EVE Scalability Explained

January 12, 2010

OK, I’ve seen a bunch of posts on the EVE blogosphere about this recently and it’s always been a tricky topic to understand. This post aims to demystify EVE’s architecture and explain in simple terms what EVE’s current issues with scaling for fleet fights are, and approaches for fixing them. So first a disclaimer: I do not work for CCP, I don’t get behind the scenes information. This is a post compiled from several years working on EVE third party development and talking to people who do work at CCP, people who have worked at CCP, and the community at large. To the best of my knowledge this is mostly correct, but I make no promises. If you’re looking for an exact technical description, look elsewhere.

So, let’s start with the basics. This is the (somewhat simplified) hardware layout for Tranquility (click to enlarge).

To sum up in words: There are proxy servers that receive your data and route you to the appropriate sol server, which is running on a sol node or reinforced sol node. These servers communicate with a single, shared database server, which is also used for web services like the API and the MyEVE website (and, soon, Spacebook).

There’s an important distinction to be made here and one that is vital to understanding EVE’s architecture- nodes and servers are not the same thing. Nodes refer to the actual physical hardware (at time of writing, IBM Blade servers) that may run one or more sol servers.

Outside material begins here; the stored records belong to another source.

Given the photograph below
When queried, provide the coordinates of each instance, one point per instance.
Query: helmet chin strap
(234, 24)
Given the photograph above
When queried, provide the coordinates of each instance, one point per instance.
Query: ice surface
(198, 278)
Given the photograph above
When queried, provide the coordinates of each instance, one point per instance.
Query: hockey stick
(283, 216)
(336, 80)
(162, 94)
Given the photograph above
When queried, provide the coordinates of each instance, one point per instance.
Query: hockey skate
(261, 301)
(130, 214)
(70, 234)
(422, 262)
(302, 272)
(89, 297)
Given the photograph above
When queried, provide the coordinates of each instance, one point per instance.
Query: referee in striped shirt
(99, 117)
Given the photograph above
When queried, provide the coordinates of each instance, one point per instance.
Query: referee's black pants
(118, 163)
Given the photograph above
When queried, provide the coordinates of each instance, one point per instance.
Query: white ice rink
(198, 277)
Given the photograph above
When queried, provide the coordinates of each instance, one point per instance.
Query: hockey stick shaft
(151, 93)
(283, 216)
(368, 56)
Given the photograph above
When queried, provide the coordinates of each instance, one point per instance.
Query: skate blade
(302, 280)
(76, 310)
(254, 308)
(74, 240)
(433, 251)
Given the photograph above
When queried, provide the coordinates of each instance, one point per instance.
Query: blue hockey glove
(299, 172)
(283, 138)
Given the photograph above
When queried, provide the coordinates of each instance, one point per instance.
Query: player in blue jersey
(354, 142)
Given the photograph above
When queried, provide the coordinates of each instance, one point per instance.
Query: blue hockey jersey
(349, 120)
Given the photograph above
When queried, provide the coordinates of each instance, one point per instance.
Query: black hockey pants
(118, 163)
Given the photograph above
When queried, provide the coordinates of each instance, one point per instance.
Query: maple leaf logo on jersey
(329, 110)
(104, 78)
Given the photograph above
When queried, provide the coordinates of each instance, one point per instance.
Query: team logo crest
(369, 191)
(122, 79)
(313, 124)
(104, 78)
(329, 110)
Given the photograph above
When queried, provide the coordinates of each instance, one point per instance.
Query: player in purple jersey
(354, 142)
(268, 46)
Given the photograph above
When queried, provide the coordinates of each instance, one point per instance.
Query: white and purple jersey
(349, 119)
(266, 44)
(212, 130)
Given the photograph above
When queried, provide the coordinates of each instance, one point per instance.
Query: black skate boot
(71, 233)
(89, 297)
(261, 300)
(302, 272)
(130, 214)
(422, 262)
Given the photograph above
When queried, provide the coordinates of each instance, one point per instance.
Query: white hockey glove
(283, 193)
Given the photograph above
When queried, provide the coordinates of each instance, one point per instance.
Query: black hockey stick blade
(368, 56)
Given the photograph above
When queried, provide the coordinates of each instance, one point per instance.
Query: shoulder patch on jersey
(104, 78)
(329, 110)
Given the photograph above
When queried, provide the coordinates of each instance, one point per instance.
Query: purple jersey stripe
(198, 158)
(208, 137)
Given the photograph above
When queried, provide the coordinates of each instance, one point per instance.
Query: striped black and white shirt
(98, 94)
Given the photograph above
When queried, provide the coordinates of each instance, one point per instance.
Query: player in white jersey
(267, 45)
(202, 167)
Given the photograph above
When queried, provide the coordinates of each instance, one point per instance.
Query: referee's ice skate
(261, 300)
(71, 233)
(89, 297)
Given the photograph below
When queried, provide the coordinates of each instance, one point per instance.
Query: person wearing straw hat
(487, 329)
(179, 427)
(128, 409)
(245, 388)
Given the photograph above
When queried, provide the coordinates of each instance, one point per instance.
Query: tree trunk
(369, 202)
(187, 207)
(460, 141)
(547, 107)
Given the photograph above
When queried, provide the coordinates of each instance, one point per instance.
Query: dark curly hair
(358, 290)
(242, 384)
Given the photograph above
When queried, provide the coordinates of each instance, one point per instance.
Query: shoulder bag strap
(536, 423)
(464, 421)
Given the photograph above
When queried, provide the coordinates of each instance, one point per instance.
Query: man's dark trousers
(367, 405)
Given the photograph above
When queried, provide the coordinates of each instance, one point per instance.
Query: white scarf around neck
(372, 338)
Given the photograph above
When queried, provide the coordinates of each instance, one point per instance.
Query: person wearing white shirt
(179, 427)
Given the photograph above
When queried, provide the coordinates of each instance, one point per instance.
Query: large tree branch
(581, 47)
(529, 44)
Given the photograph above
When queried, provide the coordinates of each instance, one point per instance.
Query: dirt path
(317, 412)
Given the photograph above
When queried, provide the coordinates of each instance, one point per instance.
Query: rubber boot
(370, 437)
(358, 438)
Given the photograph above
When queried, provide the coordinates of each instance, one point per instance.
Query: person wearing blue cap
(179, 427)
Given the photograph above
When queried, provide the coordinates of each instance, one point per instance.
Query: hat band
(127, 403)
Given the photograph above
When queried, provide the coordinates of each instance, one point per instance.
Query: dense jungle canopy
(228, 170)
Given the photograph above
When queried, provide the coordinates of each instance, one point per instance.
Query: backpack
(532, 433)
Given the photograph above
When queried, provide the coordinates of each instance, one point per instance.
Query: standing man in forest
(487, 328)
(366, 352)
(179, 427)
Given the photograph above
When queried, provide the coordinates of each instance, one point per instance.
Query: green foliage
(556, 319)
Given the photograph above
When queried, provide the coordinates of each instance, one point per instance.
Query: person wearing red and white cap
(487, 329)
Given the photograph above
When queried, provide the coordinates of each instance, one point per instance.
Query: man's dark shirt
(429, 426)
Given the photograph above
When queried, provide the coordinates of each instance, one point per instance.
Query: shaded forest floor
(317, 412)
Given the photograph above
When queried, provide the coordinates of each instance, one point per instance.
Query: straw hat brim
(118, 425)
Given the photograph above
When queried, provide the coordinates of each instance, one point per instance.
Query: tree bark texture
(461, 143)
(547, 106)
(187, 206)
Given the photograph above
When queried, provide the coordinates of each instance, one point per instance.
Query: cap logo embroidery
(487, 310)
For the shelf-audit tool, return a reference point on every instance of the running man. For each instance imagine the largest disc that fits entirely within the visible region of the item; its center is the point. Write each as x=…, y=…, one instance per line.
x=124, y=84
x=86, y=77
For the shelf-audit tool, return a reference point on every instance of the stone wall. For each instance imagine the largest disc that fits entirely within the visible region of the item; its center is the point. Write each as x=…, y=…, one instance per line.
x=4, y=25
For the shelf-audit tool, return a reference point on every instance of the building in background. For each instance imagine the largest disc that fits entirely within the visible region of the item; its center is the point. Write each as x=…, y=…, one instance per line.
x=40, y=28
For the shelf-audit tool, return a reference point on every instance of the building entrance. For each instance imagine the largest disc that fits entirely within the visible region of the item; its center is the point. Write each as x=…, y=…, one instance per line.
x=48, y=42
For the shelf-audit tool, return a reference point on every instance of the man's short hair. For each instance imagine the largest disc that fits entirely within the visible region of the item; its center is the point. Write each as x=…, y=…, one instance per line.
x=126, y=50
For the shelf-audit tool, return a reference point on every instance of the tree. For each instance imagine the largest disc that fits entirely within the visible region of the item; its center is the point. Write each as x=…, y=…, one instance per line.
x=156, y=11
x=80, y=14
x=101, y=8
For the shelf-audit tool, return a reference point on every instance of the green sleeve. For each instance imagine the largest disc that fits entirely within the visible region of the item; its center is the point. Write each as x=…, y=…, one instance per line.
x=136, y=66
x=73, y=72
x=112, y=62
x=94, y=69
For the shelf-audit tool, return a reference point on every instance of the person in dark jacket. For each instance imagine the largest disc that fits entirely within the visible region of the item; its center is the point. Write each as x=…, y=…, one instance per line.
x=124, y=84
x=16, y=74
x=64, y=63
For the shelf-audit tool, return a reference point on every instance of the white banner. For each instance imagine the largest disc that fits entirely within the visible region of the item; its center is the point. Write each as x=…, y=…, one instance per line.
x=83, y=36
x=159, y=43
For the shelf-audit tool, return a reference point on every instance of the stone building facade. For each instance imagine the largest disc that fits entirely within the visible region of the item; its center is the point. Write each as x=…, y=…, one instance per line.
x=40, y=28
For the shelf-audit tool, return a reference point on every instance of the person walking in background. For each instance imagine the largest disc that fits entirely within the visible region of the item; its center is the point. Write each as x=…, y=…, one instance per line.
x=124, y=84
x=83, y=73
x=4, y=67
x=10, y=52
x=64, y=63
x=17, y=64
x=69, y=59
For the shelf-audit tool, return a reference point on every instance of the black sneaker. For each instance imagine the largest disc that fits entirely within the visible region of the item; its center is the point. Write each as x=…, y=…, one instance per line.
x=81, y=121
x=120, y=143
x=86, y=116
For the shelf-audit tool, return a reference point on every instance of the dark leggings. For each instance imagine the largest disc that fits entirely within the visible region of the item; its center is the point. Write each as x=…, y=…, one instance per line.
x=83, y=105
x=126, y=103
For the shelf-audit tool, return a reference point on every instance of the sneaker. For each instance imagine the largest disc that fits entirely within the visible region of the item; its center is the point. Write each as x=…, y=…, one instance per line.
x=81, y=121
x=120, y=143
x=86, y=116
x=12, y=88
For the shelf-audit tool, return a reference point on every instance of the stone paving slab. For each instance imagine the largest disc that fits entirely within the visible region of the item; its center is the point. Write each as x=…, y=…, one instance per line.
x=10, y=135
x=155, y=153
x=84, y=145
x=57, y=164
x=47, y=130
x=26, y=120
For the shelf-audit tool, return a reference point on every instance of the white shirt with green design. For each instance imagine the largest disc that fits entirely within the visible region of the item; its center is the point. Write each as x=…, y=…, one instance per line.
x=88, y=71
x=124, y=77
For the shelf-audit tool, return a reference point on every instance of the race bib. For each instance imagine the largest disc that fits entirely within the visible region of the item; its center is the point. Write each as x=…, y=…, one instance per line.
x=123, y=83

Each sol server is, as the name implies (Sol is the name for our sun) responsible for one solar system in EVE. It is a software server process, handling everything that goes on in a system- combat, mining, market, and so on.

EVE’s scalability issues stem from this design, but let’s look at what those issues are. Can EVE handle 56,000 players? Yep, easily. Tranquility will be able to handle many more than that without issue, and because of this design the capacity can be easily expanded by increasing the number of sol nodes for sol servers to run on, spreading the load efficiently and easily. Will you be able to fit 3000 people onto a gate? Nope. Why? Well, because EVE was designed so that the capacity of the whole cluster expanded well, not individual systems. This was a design decision made back in the early days of EVE and it has served EVE well, with the exception of fleet combat and Jita. So how to handle the edge cases?

Well, where does lag come from? Proxy servers have an easy job and they are not a bottleneck in the vast majority of circumstances. The main issues they cause are disconnects; when a proxy server fails, a good chunk of EVE’s inhabitants disappear till they reconnect. The lag is in combat and in high concurrency systems- like Jita, where loads of people trade, talk in local, and fly around suicide ganking each other. This lag stems from intensive processes that have to be done; mathematical steps like calculating transversal velocities between objects, things that have complexity values (algorithmically speaking) of O(n^2) or worse. If you didn’t understand that- well, it just means the more ships you have, the more difficult things get, exponentially.

Obviously, there are optimisations that can be done, better algorithms, and CCP uses them, but the fact remains; this is a lot of work for a computer. Loads. Absolutely shedloads. And that’s all this challenge gets- one computer, at most. In bad cases, it won’t even get that-most sol nodes run multiple servers, the reason why lag sometimes seems to cross between systems- it really can, and does. Reinforced nodes just have more firepower and a guarantee of exclusivity, but they’re still only one computer. And as Google has taught industry, lots of small computers are cheaper, easier to fix, and faster than a single box computer.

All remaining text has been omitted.